Aid per Capita (Aid Per Cap) representing per person distribution of Official Development Assistance (ODA) was at an average of $43.68 with a maximum value of $472.54 in 2010 in Cabo Verde. A standard deviation value of $56.54 indicates the level of disparity in distribution amongst units. A key point to note at this point is the negative value of -$97.91 obtained for Seychelles in 2016, this implies that Seychelles had paid back more than what is received in aids – this however does not include aids it provided to other countries. Angola and Nigeria parade the lowest Aid Per Cap figures at $5.31 and $6.47 respectively. The smallness of the value for Nigeria may be because of its population as the country remains one of the largest recipients of ODA in sub-Saharan Africa.

Remittances per Capita (Rem Per Cap) is the per head share of income transfers from abroad. Cabo Verde, at $445.06 in 2018 has the highest value across units and through-out the period under study, this is chiefly because Cabo Verde is known for being deeply rooted in emigration and consequently receives a sizeable number of remittances annually. As a matter of fact, citizens in diaspora outnumber the Island’s resident population and almost every family has a member or relatives in a foreign country (Claudia, 2018). $0.02 is the minimum value for remittances per capita for the study period, obtained in Burundi in 2007. On the average scale, the value of remittances was $57.73 and a standard deviation of $81.44 indicates the high level of disparity among the regions.

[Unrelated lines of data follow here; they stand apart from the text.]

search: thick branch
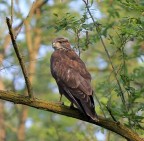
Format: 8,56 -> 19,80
0,90 -> 144,141
6,18 -> 33,98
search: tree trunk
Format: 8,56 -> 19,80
0,78 -> 6,141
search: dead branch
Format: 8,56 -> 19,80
0,90 -> 144,141
6,17 -> 33,98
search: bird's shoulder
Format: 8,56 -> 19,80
51,49 -> 91,80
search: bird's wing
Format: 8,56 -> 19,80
51,51 -> 92,95
51,51 -> 95,118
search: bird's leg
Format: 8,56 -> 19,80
70,102 -> 77,109
59,94 -> 62,102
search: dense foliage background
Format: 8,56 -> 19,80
0,0 -> 144,141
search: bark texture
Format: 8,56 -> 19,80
0,90 -> 144,141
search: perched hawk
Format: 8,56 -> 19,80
50,38 -> 98,120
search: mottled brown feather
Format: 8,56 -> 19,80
50,38 -> 97,119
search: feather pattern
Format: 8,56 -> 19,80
50,38 -> 97,120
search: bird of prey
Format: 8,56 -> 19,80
50,38 -> 98,120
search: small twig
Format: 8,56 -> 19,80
85,31 -> 89,48
6,17 -> 33,98
94,94 -> 106,118
11,0 -> 13,26
83,0 -> 127,110
106,105 -> 118,122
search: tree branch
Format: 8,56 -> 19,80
6,17 -> 33,98
0,90 -> 144,141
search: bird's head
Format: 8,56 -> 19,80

The average of per capita GDP over the study units and period is $2341.14, with a maximum value of $14385.3 posted by Seychelles in 2018, and $210.78 obtained in 2018 in Burundi. Generally, Seychelles ($12296.15), Gabon ($9172.996) and Mauritius ($8769.58) averaged the highest figures over the study period and on the other side of the divide, Burundi ($229.65), Niger ($366.18) and DRC ($368.1) parade the most welfare-poor figures. An alarming standard deviation of $2978.03 is a pointer to the great difference in welfare level among the units.

Age Dependency ratio (Age Dep) for each country did not change for much from the initial year (2007), with an average value across units in 2007 standing at 85.12 only marginally improving to approximately 78.9 in 2018. Overall, the average value stood at 82.176 the least value was 41.28, obtained in Mauritius in 2012, while the most burdened population with a value of 111.78 was obtained in Niger in 2016. The low standard variation (15.708) further points to the fact that this welfare measure did not improve (or maybe worsen) significantly.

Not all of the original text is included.